How do you recognise a member’s talents?

Besides featuring the articles of members, we offer awards for prominent cardiologists as well as for campaigns. The campaigns are driven by members or teams of members who we match-made, and use the playbook that we created for all to use. The Awardees apply their own creativity to make the campaign take off in their area; and when we see potential in their initiative we provide them with funding for the
following year. Sometimes, we have been deeply involved – for example, we worked with BBC to run sessions on storytelling in my native Bulgaria which heightened the credibility of our members there, and brought about a whole new level of media coverage.
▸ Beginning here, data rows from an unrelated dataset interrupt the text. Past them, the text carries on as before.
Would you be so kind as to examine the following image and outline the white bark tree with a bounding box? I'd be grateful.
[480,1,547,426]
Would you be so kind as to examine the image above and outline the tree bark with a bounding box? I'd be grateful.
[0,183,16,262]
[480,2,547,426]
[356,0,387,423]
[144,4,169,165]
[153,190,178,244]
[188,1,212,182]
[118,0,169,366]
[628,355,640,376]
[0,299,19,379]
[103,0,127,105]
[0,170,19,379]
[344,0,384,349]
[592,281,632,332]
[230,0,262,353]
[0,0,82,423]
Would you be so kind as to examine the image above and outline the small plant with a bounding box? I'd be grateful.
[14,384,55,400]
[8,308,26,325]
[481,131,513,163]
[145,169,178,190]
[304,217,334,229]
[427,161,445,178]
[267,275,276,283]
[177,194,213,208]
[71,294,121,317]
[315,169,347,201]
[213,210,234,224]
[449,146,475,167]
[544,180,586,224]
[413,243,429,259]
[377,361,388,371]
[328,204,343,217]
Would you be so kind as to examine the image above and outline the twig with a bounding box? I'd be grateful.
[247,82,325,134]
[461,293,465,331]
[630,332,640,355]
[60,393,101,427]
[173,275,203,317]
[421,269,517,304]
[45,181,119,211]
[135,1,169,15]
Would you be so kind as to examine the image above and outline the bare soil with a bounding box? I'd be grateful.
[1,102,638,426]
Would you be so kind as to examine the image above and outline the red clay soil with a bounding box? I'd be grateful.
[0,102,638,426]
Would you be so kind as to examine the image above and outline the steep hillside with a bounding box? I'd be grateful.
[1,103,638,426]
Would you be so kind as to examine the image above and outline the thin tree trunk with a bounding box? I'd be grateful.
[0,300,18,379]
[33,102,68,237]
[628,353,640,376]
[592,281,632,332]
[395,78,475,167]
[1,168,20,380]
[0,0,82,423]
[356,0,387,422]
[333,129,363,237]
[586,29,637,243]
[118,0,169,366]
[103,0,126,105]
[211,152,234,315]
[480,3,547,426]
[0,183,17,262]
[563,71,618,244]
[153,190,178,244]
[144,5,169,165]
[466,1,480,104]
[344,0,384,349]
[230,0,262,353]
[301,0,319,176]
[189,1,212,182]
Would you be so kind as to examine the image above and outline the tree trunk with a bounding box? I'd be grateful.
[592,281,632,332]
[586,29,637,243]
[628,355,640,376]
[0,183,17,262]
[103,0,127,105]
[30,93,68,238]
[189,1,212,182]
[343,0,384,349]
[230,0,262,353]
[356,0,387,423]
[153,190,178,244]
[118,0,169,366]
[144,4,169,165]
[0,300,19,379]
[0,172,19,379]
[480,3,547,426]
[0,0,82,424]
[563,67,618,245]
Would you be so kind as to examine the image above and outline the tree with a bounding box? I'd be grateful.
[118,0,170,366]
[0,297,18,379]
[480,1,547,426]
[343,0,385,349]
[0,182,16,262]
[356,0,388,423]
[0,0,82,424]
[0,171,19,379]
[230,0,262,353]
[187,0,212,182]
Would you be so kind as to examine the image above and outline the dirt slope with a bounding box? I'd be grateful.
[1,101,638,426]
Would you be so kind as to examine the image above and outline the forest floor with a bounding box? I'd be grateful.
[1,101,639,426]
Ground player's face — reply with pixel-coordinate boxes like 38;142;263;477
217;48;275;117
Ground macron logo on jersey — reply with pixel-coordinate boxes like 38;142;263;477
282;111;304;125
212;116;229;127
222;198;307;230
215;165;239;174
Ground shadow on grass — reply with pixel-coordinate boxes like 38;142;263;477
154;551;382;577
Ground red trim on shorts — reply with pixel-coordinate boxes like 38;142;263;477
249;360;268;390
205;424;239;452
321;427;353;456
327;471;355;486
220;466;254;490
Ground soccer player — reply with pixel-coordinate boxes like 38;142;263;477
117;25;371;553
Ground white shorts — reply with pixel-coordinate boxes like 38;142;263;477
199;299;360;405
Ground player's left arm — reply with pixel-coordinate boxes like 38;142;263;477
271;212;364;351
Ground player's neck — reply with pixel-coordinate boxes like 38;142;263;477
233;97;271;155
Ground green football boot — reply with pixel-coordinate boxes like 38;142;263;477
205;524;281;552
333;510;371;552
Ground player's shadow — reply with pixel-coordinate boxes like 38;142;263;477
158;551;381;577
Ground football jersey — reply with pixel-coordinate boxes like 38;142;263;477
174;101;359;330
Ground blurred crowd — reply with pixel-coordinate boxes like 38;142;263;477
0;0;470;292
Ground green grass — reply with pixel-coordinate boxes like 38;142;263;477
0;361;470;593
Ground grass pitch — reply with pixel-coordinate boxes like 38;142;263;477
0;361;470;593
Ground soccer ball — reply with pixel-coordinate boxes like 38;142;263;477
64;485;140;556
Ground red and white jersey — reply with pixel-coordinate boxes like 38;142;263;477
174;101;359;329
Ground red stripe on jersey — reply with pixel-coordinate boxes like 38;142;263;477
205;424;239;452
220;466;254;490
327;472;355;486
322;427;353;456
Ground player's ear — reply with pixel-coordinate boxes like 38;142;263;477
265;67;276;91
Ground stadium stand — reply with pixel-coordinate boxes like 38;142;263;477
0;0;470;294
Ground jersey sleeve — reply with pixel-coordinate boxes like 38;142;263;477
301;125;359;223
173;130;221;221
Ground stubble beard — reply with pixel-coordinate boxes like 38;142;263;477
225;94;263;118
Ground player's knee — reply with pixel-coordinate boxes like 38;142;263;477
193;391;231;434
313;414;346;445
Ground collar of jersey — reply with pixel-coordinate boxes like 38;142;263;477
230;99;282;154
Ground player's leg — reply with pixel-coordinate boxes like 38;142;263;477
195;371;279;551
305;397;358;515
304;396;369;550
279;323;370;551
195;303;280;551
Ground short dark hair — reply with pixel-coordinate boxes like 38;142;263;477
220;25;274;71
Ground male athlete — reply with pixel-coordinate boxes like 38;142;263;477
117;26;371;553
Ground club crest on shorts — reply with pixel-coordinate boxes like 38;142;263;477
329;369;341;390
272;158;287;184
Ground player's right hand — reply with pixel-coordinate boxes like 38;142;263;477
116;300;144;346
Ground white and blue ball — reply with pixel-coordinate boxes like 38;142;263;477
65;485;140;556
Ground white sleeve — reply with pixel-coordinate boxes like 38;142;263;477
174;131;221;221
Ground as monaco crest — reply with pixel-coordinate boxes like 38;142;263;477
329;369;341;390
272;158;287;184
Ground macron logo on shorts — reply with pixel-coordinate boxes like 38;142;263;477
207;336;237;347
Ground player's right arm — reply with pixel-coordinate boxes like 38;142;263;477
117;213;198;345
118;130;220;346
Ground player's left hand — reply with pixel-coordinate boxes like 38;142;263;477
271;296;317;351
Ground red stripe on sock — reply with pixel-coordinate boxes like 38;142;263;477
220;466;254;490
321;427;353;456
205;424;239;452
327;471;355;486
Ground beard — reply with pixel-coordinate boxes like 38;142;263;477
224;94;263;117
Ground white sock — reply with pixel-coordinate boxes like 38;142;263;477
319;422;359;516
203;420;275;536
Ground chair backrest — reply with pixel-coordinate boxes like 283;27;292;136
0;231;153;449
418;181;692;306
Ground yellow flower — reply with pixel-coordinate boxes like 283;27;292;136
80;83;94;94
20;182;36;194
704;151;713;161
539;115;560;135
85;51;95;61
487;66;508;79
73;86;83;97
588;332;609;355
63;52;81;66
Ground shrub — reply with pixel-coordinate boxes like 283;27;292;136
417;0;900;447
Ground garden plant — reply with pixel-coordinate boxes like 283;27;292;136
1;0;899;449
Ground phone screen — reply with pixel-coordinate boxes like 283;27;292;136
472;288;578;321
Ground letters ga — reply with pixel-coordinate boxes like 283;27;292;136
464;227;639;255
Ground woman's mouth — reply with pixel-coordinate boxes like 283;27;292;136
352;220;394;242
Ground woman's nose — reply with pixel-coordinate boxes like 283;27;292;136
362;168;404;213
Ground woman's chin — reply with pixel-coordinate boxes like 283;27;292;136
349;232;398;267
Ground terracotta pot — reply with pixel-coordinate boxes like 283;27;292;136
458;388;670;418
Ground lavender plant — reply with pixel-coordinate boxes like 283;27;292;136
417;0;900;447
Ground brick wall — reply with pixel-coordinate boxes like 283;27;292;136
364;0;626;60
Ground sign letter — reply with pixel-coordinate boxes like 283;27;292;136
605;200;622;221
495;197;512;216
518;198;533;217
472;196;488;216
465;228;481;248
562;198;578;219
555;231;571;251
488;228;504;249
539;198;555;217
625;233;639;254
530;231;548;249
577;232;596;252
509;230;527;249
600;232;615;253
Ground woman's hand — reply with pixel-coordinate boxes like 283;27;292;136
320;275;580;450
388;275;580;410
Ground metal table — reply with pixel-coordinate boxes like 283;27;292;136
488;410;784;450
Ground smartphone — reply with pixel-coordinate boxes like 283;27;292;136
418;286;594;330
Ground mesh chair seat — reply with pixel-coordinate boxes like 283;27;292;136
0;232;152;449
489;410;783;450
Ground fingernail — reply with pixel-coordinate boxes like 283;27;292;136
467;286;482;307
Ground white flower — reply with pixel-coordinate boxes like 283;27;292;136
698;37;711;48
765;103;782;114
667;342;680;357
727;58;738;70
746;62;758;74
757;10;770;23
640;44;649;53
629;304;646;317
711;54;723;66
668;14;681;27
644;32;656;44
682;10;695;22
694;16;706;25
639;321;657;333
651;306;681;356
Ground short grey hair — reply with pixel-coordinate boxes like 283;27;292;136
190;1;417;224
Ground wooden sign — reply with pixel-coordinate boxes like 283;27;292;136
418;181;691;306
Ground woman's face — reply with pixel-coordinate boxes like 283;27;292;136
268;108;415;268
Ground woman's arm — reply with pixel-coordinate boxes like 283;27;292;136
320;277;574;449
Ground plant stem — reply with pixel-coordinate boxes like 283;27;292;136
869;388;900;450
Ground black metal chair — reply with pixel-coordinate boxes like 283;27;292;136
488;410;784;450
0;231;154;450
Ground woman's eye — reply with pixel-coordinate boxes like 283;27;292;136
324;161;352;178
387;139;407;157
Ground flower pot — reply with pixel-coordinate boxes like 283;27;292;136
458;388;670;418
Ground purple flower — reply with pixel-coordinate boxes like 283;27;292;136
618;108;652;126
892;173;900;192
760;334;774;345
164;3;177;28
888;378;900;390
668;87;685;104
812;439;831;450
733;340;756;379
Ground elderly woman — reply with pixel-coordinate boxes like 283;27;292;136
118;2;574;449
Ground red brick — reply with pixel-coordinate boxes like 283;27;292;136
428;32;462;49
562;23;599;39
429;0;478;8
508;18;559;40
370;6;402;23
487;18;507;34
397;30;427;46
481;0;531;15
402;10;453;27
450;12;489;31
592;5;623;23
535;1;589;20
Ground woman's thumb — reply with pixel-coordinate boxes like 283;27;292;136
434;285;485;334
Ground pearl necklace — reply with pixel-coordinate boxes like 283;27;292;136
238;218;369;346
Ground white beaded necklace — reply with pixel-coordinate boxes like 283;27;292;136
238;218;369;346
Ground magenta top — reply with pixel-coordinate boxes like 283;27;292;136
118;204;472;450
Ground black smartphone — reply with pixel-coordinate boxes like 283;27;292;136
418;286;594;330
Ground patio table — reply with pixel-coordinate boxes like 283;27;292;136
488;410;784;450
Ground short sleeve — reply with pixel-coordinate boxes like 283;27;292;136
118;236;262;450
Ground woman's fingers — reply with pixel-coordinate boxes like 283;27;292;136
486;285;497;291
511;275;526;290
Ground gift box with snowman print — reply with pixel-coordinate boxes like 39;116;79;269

Other times,
we are happily surprised by member’s initiatives, like when Indonesian members used one of the five senses for each of their campaigns – making issues accessible through visual arts this year. Brilliant. In all these cases, we had 3 key ingredients: a strategy we built together; a playbook they could pull resources from; and a platform where we could celebrate their results.

 

Any other advice for creating engagement?

Align messages to strategic goals. Keep it clear and simple. Don’t just think about outputs; elevate your work to strategy. Nurture your community. Help people get in touch with WHY they are doing this work, and HOW to tell the human story about it. The WHAT is often already known, it is fundamental. Don’t hide behind data, transform your information into a compelling and memorable narrative. Put the heart in your story.